I'd agree with you.  And I'd buy your claim if no one had 
ever invented output redirection and if print output always 
went to a console with a (relatively) fixed encoding.  But 
that is not the case.

> You
> have a use case where that's not the case. The argument is that your
> use case isn't common enough to justify changing the standard library.
> Can you provide evidence to the contrary? 

How exactly do you suggest one accurately quantify 
"commonness"?  And what is the threshold for justification?
It seems to me the strongest argument is the credibility
one that I already made:

1) Programs that accept data input on stdin and write
 data on stdout have a long history and are widely used.
 I hope this is self evident.

2) Encodings other than utf-8 are widely used.  I pointed
 to the commonness of non-utf8 encoding in Japanese web
 pages.  Additionally, Google for "ftp readme の site:.jp"
 turns up lots of text files.  Once past the first few 
 pages of Google results (where the web pages are mostly
 utf8) hardly any utf8 files are to be found.

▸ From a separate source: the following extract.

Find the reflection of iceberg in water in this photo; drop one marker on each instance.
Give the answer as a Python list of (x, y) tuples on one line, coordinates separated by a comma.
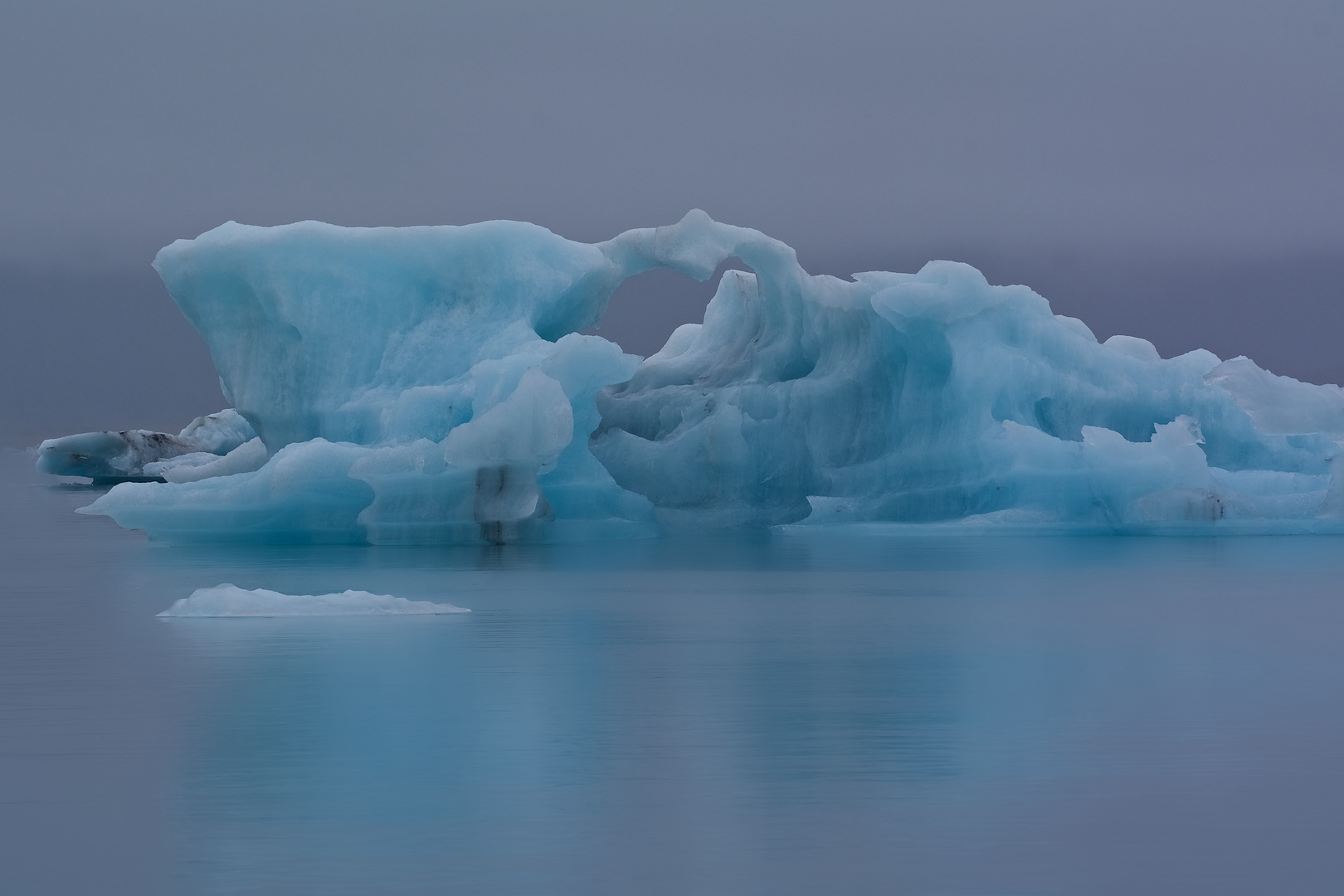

3) An effect of globalization means that many more
 programmers today are dealing with files that have 
 non-native encoding that come from or go to customers,
 vendors, partners and colleagues in other parts of the
 world.  The number of encodings in wide use even within
 a single country (again Japan: utf8, sjis, euc-jp,
 iso202jp) implies pretty strongly that tools for use
 only in that region will often need multi-encoding
 capabilities.

I think connecting the dots above leads to a pretty
high-probability conclusion.

> Other languages that make
> setting the encoding on the standard streams easy, or applications
> outside of those built for your system that have a "--encoding" type
> flag?

iconv, recode and their ilk are obvious examples of 
applications.

>> I wasn't suggesting a change to the core level (if by that
>> you mean to the interpreter).  I was asking if some way could
>> be provided that is easier and more reliable than googling
>> around for a magic incantation) to change the encoding of one
>> or more of the already-open-when-my-program-starts sys.std*
>> streams.  I presume that would be a standard library change
>> (in either the io or sys modules) and offered a .set_encoding()
>> method as a placeholder for discussion.
> 
> Why presume that this needs a change in the library? The method is
> straightforward, if somewhat ugly. Is there any reason it can't just
> be documented, instead of added to the library? Changing the library
> would require a similar documentation change.

Did you miss the paragraph right below the one you quote?
The one in which I said, 

  >> An inferior and bare minimum way to address this would be to 
  >> at least add a note about how to change the encoding to the 
  >> sys.std* documentation.  That encourages cargo-cult programming 
  >> and doesn't address the WTF effect but it is at least better 
  >> than the current state of affairs.